If I could do it all over again,  I would just stop and enjoy the moment that I am in, and not try to rush the future.  We do not live forever on this earth and we will not have these precious moments with our loved ones always.  Kids grow up and they move out, get married and sometimes even move away.  Things happen and people die.  So many people whom I loved and admired are no longer with us.  We have to enjoy each and every moment that God has given us.  No one knows what tomorrow holds so we have to appreciate the little things today. 
I am in no way saying that I am at the point where I appreciate every little thing.  If you were in my house last week, when the kids didn't have school the WHOLE week due to snow days, then you would know that I still have a lot of growing to do!  There were days where I was tempted to go out and plow every road in the city myself just to get the kids out of my house!  I did appreciate having a little extra time to spend with them however and also not having to deal with the harrowing morning rush and sometimes equally frustrating evening homework routine.  It was just nice to slow down for a bit.
Also with each new stage in life there are new challenges.  When your kids are newborns, they may cry a lot and must rely on you for every little thing.

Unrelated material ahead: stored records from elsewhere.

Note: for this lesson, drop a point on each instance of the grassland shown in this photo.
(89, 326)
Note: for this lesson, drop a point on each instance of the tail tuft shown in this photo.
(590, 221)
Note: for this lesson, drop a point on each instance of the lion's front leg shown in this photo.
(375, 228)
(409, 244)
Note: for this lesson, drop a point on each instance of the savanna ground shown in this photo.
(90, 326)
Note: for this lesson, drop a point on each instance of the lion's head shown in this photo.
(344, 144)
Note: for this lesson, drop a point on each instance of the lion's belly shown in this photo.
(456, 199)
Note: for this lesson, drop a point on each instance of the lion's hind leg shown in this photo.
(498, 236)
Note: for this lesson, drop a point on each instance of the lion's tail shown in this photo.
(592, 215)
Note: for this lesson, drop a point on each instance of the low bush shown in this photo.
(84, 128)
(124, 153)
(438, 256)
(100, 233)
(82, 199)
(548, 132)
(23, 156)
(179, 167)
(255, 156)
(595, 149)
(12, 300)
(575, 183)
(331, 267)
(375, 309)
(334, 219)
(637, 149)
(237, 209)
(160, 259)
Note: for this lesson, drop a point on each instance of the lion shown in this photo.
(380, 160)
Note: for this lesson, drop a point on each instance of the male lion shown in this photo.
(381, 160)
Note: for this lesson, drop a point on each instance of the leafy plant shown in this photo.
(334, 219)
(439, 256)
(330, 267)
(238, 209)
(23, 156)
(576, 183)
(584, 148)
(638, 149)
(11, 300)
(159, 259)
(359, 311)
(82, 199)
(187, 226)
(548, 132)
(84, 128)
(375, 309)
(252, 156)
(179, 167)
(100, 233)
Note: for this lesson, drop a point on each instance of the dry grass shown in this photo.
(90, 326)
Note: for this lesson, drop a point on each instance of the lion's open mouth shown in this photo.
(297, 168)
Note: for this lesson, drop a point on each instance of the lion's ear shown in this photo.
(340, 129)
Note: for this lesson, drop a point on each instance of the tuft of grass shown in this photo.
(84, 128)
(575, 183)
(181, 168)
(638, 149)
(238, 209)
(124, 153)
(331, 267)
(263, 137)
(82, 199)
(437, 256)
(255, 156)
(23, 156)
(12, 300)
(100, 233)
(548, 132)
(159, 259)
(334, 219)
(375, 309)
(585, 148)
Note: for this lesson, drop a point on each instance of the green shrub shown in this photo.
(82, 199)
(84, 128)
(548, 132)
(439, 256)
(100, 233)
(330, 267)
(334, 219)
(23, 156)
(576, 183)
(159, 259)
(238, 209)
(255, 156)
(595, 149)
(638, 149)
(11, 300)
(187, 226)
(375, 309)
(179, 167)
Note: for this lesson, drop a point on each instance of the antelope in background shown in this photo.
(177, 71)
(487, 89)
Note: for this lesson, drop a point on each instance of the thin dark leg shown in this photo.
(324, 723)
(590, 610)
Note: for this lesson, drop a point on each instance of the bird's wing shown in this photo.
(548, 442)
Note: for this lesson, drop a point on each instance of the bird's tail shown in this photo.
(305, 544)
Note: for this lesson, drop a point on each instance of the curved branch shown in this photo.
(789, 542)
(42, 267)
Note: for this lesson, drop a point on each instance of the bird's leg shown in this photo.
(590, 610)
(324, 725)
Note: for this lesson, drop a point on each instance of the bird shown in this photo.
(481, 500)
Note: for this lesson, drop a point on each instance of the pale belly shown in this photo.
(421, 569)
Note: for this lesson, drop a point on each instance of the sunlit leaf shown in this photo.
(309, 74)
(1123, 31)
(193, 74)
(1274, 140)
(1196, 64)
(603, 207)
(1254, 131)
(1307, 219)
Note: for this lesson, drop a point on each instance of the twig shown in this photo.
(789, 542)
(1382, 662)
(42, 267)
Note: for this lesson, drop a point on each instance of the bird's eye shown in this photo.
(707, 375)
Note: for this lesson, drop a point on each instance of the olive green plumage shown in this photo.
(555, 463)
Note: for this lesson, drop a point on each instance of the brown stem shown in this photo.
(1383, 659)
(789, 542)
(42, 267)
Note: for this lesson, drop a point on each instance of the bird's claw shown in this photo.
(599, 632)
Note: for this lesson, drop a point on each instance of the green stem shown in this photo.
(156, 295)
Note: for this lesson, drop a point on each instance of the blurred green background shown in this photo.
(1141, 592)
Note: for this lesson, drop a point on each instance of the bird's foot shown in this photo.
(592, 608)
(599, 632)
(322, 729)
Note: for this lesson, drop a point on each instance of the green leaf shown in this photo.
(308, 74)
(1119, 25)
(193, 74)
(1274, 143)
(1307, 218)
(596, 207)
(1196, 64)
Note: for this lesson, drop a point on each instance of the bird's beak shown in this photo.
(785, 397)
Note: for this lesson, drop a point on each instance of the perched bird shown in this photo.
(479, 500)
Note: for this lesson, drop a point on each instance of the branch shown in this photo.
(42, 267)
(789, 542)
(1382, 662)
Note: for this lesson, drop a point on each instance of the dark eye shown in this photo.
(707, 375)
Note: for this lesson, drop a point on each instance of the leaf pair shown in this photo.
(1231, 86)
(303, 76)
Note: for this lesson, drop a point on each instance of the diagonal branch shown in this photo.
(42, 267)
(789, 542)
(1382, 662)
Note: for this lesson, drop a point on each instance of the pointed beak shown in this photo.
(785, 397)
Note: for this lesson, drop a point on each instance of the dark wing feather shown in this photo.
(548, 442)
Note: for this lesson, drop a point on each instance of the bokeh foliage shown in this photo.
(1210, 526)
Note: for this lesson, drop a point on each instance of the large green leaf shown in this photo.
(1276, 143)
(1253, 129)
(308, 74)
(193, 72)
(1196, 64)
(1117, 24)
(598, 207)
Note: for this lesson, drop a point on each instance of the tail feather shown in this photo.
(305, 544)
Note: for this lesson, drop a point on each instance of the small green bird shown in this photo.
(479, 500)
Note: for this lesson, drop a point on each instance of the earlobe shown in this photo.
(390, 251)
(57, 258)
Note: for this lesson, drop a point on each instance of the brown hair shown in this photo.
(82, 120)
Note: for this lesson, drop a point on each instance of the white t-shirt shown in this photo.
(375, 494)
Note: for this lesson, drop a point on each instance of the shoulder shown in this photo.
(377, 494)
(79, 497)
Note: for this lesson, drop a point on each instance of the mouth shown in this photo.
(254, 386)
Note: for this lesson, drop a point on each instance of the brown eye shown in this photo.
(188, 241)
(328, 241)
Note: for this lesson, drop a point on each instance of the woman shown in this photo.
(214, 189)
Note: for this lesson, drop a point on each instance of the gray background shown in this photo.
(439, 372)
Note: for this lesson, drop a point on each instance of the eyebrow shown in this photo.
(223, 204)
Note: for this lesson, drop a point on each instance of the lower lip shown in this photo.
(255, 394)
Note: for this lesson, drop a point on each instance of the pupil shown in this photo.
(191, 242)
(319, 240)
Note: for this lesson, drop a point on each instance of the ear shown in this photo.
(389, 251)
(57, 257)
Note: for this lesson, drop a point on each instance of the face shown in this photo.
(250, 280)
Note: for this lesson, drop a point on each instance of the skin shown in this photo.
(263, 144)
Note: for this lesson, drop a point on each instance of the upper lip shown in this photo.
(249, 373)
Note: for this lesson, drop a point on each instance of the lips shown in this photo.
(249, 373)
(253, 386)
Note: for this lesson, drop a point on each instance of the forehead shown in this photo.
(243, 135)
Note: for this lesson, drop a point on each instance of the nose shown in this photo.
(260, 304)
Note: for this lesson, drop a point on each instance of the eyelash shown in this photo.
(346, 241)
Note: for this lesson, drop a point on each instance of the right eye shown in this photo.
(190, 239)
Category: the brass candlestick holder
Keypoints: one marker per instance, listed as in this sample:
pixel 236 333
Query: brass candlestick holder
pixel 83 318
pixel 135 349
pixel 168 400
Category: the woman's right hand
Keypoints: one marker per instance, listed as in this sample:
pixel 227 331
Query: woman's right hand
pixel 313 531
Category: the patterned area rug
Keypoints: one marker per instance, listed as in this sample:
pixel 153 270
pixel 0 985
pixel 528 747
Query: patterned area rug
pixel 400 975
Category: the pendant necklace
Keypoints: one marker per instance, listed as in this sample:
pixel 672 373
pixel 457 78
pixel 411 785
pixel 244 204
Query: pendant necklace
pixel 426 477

When they are toddlers, they are exploring and may get into every little thing.  When they are in elementary school, you have to deal with teachers, homework and bruised knees.  In high school, they are trying to figure out where they fit in this crazy world and may at times even lash out at you, in the process.  Then there is college and adulthood, where parents have to let go (truly hard for me) and can only pray that what we have taught them will help to keep them out of harm's way and help them to thrive in life.  If we always keep saying that we "can not wait until..." we miss out on the beauty of each stage in life.
So what I am trying to say is stop, smell the roses, enjoy the moment and take things one day at a time.

JAMES 4:14 whereas you do not know what will happen tomorrow. For what is your life?  It is even a vapor that appears for a little time and this vanishes away.